Trying to imagine the unimaginable is a useful mental calisthenic. So, suppose Vladimir Putin faced this choice: He could assuage his fury about the Soviet Union’s disintegration by conquering Ukraine. Or he could destroy the cause of that collapse — NATO. Now, imagine that he might not need to choose, because of the American president’s obsession with seizing a possession of Denmark.
Averse to using a scalpel when there is a machete at hand, the president threatens Greenland with military conquest if Denmark will not sell the island. Were Congress to refuse funds for this purchase, he would declare a national emergency and “repurpose” money appropriated for other uses.
Using chest-thumping mob-speak, he says, “If we don’t do it the easy way, we’re going to do it the hard way.” If NATO, history’s most successful collective security instrument, perishes, he might consider that a bonus.
The president probably agrees with the wit who said that the trouble with facts is that there are so many of them. Such as:
The U.S. military already uses Greenland under existing agreements, and more expansive uses are negotiable. After all, Danish blood has been shed in Iraq and Afghanistan in solidarity with U.S. forces. Danes seem to like America, despite the president’s efforts to cure them of this eccentricity.

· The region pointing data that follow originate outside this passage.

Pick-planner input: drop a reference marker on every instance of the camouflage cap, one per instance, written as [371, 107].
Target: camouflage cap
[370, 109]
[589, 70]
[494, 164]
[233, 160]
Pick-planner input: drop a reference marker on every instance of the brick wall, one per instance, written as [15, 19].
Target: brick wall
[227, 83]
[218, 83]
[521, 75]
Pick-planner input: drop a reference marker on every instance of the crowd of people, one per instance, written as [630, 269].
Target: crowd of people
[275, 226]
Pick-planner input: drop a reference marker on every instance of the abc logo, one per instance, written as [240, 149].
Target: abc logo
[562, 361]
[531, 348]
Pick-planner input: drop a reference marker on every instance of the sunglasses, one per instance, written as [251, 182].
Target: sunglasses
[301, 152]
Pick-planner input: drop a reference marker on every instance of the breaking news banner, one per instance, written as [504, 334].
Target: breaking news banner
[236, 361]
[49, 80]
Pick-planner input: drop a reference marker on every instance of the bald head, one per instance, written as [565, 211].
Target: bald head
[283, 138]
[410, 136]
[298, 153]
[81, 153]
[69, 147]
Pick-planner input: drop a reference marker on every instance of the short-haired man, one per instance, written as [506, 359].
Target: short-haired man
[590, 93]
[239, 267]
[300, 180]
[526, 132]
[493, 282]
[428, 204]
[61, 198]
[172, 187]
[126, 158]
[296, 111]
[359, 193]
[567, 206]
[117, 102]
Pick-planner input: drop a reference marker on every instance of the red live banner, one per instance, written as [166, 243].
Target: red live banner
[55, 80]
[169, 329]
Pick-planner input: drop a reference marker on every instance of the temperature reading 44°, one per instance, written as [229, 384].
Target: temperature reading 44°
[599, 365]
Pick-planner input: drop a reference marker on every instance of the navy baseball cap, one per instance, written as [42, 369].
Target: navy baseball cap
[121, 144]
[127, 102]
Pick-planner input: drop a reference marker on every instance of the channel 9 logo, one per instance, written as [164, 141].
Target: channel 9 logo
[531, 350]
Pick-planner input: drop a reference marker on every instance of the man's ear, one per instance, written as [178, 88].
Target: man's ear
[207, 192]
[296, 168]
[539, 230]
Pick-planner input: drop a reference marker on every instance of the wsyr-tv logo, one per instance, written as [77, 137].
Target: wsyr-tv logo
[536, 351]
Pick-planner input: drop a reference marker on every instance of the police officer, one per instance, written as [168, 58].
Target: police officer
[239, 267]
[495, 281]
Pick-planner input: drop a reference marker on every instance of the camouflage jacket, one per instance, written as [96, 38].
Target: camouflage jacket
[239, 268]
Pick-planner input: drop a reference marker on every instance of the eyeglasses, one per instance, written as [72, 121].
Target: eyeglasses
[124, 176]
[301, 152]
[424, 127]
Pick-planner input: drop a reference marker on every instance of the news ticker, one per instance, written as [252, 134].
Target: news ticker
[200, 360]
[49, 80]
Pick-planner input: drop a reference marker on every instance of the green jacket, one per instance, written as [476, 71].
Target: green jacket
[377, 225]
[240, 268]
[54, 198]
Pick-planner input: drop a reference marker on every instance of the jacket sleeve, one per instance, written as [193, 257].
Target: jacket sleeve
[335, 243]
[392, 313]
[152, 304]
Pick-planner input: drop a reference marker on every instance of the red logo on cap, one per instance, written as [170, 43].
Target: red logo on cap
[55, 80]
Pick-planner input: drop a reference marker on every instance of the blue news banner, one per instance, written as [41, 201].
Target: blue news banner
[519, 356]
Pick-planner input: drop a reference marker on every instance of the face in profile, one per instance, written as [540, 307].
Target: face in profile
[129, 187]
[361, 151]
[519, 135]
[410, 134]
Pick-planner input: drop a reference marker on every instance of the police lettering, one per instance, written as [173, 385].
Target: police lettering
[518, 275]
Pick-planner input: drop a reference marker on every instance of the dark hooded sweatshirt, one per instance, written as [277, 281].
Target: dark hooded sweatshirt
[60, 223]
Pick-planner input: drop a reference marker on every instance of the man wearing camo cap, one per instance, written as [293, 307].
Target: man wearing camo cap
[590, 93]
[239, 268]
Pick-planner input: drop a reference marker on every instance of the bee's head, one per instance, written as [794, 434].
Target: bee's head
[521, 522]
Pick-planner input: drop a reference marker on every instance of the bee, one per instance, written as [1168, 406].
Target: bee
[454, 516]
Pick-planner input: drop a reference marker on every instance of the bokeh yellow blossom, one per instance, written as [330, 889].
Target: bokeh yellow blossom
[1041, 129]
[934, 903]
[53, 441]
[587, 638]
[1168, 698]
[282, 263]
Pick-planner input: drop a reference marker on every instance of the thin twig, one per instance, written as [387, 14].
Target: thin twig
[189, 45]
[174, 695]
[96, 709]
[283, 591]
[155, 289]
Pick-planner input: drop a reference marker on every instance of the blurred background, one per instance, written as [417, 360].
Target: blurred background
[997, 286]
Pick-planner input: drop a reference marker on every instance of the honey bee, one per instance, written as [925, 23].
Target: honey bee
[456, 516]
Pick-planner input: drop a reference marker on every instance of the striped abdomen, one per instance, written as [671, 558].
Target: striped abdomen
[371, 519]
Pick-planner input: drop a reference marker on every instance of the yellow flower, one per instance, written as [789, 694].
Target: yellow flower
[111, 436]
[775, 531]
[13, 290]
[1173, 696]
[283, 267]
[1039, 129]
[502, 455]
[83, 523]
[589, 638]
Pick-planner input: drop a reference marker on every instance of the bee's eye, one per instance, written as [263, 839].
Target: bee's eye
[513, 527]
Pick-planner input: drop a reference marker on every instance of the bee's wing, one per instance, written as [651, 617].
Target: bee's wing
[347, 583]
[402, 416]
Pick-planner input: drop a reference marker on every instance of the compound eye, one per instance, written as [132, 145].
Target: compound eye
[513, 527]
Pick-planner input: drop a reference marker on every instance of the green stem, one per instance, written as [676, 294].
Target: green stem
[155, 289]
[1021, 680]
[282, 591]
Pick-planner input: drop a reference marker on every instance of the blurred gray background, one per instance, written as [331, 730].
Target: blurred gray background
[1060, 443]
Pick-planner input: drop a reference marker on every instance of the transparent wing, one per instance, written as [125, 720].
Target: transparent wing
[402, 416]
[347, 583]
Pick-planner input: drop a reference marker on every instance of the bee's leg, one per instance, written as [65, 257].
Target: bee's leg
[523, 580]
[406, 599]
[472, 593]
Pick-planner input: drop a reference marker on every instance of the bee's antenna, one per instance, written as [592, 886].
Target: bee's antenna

The U.S. military was involved with Greenland long before, in 1958, the USS Nautilus, the first operational nuclear submarine, cruised beneath the ice cap at the geographic North Pole. In “Polar War: Submarines, Spies, and the Struggle for Power in a Melting Arctic,” journalist Kenneth R. Rosen writes that in 1935, Brig. Gen. Billy Mitchell testified to Congress that “Alaska is the most strategic place on earth.” Now, everyone is interested in the far north. “India,” writes Rosen, “declared itself a near-arctic state in 2021.” And:
“In 1975, C.L. Sulzberger, New York Times Pulitzer Prize-winning foreign correspondent and newspaper heir, wrote that ‘Greenland must be regarded as covered by’ the Monroe Doctrine. The Arctic island nation has remained in the American security perimeter firmly ever since. It is already an American partner in all the ways that matter.”
Norway, Sweden, Finland and other proximate nations would not recognize such a harebrained misapplication of the Monroe Doctrine. Neither would China or Russia, whose Arctic activities reveal intense interest in its natural resources, expanding shipping lanes and potential paths for intercontinental attacks. The U.S. military is training for Arctic missions, and the Defense Department is belatedly investing in icebreakers.
As usual, today’s president, coming late to a long-standing problem, but presuming his original discovery of it, has made himself the issue. His acquisitiveness regarding Greenland has nothing to do with national security, and everything to do, as everything always does, with his fragile ego. He is pouting, and threatening aggression, because he has not received the Nobel Peace Prize.
The Danes can perhaps take comfort from the fact that the president is contemplating military operations against another northern place. As this is being written, the Army is reportedly readying a potential deployment to Minnesota to quell disturbances stemming from ham-handed activities by the ludicrously — and lethally — militarized U.S. Immigration and Customs Enforcement.
During all this, the president has announced he will order that no other football game can be televised during the annual Army-Navy game. Although highlighting this game might stimulate military recruiting, the source of his power to decree such things is dubious. This inconvenience can, however, be magically dispelled by the wave of the presidential wand. Greenland, Minnesota, Army-Navy game: Another day, another emergency — declare that the game serves national security (it probably does this more than possessing Greenland would) and questions of legality become irrelevant.
In Winston Churchill’s biography of his ancestor the Duke of Marlborough, he wrote that the Earl of Sunderland was “one of those dangerous beings” who “have no principle of action; who do not care what is done, so long as they are in the centre of it; to whom bustle, excitement, intrigue, are the breath of life; and whose dance from one delirium to another seems almost necessary to their sanity.” Or is evidence of its absence.